# Supersingular isogeny Diffie-Hellman

Supersingular isogeny graphs have been used in the Charles–Goren–Lauter cryptographic hash function and the supersingular isogeny Diffie–Hellman (SIDH) protocole of De\,Feo and Jao. A recently proposed alternative to SIDH is the commutative supersingular isogeny Diffie–Hellman (CSIDH) protocole, in which the isogeny graph is first restricted to $\FF_p$-rational curves $E$ and $\FF_p$-rational isogenies then oriented by the quadratic subring $\ZZ[\pi] \subset \End(E)$ generated by the Frobenius endomorphism $\pi: E \rightarrow E$.

We introduce a general notion of orienting supersingular elliptic curves and their isogenies, and use this as the basis to construct a general oriented supersingular isogeny Diffie-Hellman (OSIDH) protocole.

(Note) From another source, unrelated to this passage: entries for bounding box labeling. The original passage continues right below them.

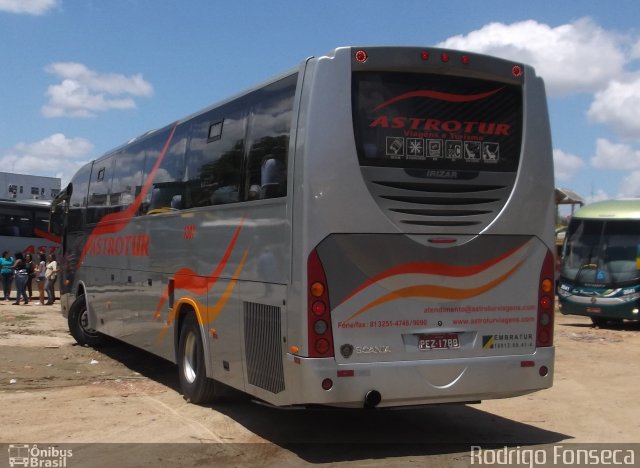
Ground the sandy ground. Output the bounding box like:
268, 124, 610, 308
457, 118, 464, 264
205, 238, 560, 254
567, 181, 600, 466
0, 301, 640, 466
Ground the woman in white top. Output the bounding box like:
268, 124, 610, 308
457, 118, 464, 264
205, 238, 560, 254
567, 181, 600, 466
44, 254, 58, 305
35, 252, 47, 305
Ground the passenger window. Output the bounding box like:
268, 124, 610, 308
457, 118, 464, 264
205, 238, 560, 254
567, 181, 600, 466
245, 75, 297, 200
181, 104, 247, 208
87, 156, 115, 224
141, 126, 188, 215
110, 144, 145, 215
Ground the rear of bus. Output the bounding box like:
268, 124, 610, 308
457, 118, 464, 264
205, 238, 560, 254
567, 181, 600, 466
285, 47, 554, 407
558, 199, 640, 325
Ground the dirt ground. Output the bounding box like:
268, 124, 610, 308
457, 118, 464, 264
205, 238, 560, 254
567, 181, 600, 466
0, 301, 640, 467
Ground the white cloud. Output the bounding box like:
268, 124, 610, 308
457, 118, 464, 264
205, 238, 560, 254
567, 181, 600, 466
553, 149, 584, 181
618, 171, 640, 198
0, 133, 93, 184
438, 18, 625, 95
591, 138, 640, 171
585, 189, 611, 205
0, 0, 58, 15
587, 74, 640, 140
42, 62, 153, 117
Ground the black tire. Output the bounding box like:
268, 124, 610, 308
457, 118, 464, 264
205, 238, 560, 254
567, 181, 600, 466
591, 317, 609, 327
178, 314, 216, 404
68, 294, 103, 346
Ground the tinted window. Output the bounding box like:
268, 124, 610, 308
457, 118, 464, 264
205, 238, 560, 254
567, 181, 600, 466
245, 75, 297, 200
87, 155, 115, 223
0, 207, 33, 237
183, 102, 247, 208
109, 144, 145, 215
67, 163, 92, 231
142, 126, 187, 215
561, 219, 640, 286
352, 72, 522, 171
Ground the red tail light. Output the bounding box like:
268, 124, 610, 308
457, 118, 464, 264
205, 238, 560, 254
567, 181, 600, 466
536, 251, 555, 348
307, 250, 333, 357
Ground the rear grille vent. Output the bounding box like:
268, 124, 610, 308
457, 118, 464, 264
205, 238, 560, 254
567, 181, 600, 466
373, 180, 505, 193
243, 302, 284, 393
361, 166, 516, 234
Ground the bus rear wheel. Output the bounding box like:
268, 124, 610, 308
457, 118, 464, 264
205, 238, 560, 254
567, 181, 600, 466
68, 294, 102, 346
591, 317, 609, 327
178, 314, 215, 404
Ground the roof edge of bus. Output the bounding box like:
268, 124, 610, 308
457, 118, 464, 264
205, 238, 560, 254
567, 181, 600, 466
572, 198, 640, 219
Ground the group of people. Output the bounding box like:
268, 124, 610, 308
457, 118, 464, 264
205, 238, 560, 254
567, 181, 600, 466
0, 250, 58, 305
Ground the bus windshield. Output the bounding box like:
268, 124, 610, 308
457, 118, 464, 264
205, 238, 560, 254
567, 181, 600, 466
352, 72, 522, 172
560, 219, 640, 287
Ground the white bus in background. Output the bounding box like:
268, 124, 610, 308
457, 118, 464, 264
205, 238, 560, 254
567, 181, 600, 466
0, 199, 61, 260
54, 47, 555, 407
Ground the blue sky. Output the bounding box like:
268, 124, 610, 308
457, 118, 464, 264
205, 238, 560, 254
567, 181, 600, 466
0, 0, 640, 207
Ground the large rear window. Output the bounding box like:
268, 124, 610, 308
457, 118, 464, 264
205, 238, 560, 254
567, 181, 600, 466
352, 72, 522, 171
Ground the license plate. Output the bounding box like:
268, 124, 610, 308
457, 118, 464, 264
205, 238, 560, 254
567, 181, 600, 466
418, 333, 460, 351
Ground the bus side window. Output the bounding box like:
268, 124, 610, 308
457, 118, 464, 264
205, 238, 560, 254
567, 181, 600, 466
245, 75, 297, 200
186, 108, 247, 208
141, 125, 188, 215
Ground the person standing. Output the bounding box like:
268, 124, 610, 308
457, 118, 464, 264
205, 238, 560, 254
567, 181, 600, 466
44, 254, 58, 305
24, 253, 35, 299
0, 250, 15, 301
13, 252, 29, 305
35, 252, 47, 305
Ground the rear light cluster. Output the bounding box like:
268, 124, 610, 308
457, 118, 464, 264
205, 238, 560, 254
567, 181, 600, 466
420, 50, 471, 65
307, 250, 333, 357
536, 251, 555, 348
354, 49, 524, 78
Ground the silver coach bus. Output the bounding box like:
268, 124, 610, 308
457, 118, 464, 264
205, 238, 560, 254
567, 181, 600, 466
558, 199, 640, 325
54, 47, 555, 407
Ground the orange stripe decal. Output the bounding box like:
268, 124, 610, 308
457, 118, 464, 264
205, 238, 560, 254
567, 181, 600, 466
155, 218, 245, 318
338, 246, 524, 305
76, 125, 176, 269
345, 260, 524, 322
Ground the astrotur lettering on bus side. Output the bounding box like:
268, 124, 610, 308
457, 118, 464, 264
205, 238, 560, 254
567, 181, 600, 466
88, 234, 150, 257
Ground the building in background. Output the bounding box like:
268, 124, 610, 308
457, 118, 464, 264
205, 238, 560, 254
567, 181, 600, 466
0, 172, 62, 200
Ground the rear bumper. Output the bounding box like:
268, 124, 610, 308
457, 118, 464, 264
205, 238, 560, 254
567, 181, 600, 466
286, 347, 555, 408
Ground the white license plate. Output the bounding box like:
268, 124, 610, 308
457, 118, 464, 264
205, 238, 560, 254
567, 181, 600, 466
418, 333, 460, 351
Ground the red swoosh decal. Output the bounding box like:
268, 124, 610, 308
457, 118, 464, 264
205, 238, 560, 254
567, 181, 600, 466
33, 228, 62, 244
338, 246, 522, 305
345, 260, 524, 322
155, 218, 244, 318
76, 125, 177, 269
373, 86, 504, 112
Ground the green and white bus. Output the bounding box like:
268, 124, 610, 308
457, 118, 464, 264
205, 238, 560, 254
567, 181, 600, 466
54, 47, 555, 407
558, 199, 640, 325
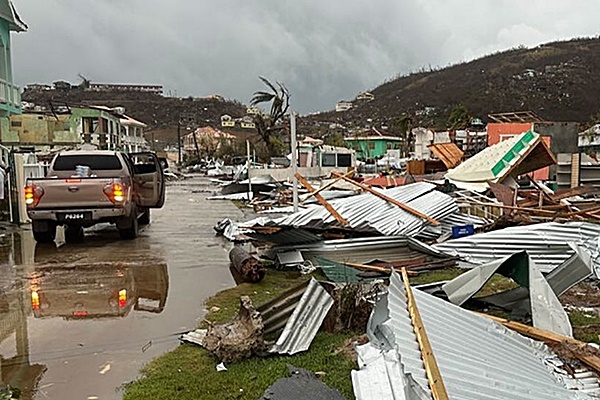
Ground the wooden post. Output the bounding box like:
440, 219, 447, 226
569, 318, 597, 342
300, 171, 354, 203
477, 313, 600, 372
402, 268, 448, 400
294, 172, 348, 225
332, 172, 440, 226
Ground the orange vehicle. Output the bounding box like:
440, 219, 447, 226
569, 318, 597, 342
25, 150, 165, 243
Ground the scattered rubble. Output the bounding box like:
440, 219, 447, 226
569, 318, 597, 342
260, 365, 346, 400
229, 246, 265, 283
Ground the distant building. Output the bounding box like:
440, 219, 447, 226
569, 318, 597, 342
221, 114, 235, 128
87, 83, 163, 95
4, 106, 149, 153
120, 114, 150, 153
27, 83, 52, 92
335, 100, 352, 112
183, 126, 235, 154
0, 0, 27, 147
240, 115, 256, 129
344, 135, 403, 161
356, 92, 375, 101
410, 128, 452, 160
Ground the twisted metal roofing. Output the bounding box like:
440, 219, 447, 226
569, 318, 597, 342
359, 273, 597, 400
272, 182, 458, 236
433, 222, 600, 273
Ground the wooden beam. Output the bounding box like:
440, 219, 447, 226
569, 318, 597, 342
402, 268, 448, 400
332, 172, 441, 226
340, 262, 419, 276
477, 313, 600, 372
295, 172, 348, 225
300, 171, 354, 203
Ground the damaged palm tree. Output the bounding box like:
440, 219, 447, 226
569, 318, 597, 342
250, 76, 290, 157
202, 296, 264, 363
229, 246, 265, 283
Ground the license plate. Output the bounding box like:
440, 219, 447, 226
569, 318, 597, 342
57, 212, 92, 222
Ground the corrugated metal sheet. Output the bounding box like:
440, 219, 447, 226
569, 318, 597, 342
446, 131, 540, 182
244, 228, 322, 245
352, 343, 431, 400
360, 273, 590, 400
427, 143, 464, 168
181, 278, 333, 355
269, 278, 333, 355
442, 251, 573, 337
433, 222, 600, 273
271, 182, 458, 236
276, 236, 449, 265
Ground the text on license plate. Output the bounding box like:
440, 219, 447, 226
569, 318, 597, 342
58, 212, 91, 222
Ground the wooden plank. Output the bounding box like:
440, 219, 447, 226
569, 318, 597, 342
333, 172, 440, 226
340, 262, 419, 276
295, 172, 348, 225
477, 313, 600, 372
300, 170, 354, 203
402, 268, 448, 400
460, 200, 557, 217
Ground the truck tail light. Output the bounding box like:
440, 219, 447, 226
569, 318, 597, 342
119, 289, 127, 308
25, 185, 44, 207
104, 183, 125, 204
31, 290, 40, 310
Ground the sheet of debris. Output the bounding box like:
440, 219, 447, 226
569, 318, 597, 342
181, 278, 333, 363
259, 365, 346, 400
433, 222, 600, 275
353, 273, 600, 400
442, 251, 573, 337
445, 131, 556, 192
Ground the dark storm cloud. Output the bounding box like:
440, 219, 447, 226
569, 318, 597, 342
13, 0, 600, 112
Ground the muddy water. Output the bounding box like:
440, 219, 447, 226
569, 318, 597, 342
0, 178, 241, 400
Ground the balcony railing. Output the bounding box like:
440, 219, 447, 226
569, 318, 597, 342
0, 79, 21, 109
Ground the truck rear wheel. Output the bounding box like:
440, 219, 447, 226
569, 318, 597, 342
117, 211, 138, 240
138, 208, 150, 225
31, 220, 56, 243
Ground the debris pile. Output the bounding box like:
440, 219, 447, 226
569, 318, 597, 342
200, 131, 600, 400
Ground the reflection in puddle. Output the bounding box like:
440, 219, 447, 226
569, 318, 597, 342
29, 262, 169, 319
0, 232, 169, 399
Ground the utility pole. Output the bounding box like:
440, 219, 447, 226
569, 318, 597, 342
290, 110, 298, 212
177, 115, 181, 166
246, 140, 252, 201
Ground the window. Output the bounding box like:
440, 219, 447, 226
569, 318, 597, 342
52, 155, 122, 171
321, 154, 335, 167
337, 154, 352, 167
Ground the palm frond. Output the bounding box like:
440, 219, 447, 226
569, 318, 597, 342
259, 76, 278, 94
250, 92, 275, 106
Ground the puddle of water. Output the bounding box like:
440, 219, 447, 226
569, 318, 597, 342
0, 179, 237, 400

By imposing the data of an orientation by an imaginary quadratic ring $\OO$, we obtain an augmented category of supersingular curves on which the class group $\Cl(\OO)$ acts faithfully and transitively. This idea is already implicit in the CSIDH protocol, in which supersingular curves over $\FF_p$ are oriented by the Frobenius subring $\ZZ[\pi] \simeq \ZZ[\sqrt{-p}]$. In contrast we consider an elliptic curve $E_0$ oriented by a CM order $\OO_K$ of class number one. To obtain a nontrivial group action, we consider $\ell$-isogeny chains, on which the class group of an order $\OO$ of large index $\ell^n$ in $\OO_K$ acts, a structure we call a whirlpool. The map from $\ell$-isogeny chains to its terminus forgets the structure of the orientation, and the original base curve $E_0$, giving rise to a generic supersingular elliptic curve. Within this general framework we define a new oriented supersingular isogeny Diffie-Hellman (OSIDH) protocol, which has fewer restrictions on the proportion of supersingular curves covered and on the torsion group structure of the underlying curves. Moreover, the group action can be carried out effectively solely on the sequences of moduli points (such as $j$-invariants) on a modular curve, thereby avoiding expensive isogeny computations, and is further amenable to speedup by precomputations of endomorphisms on the base curve $E_0$.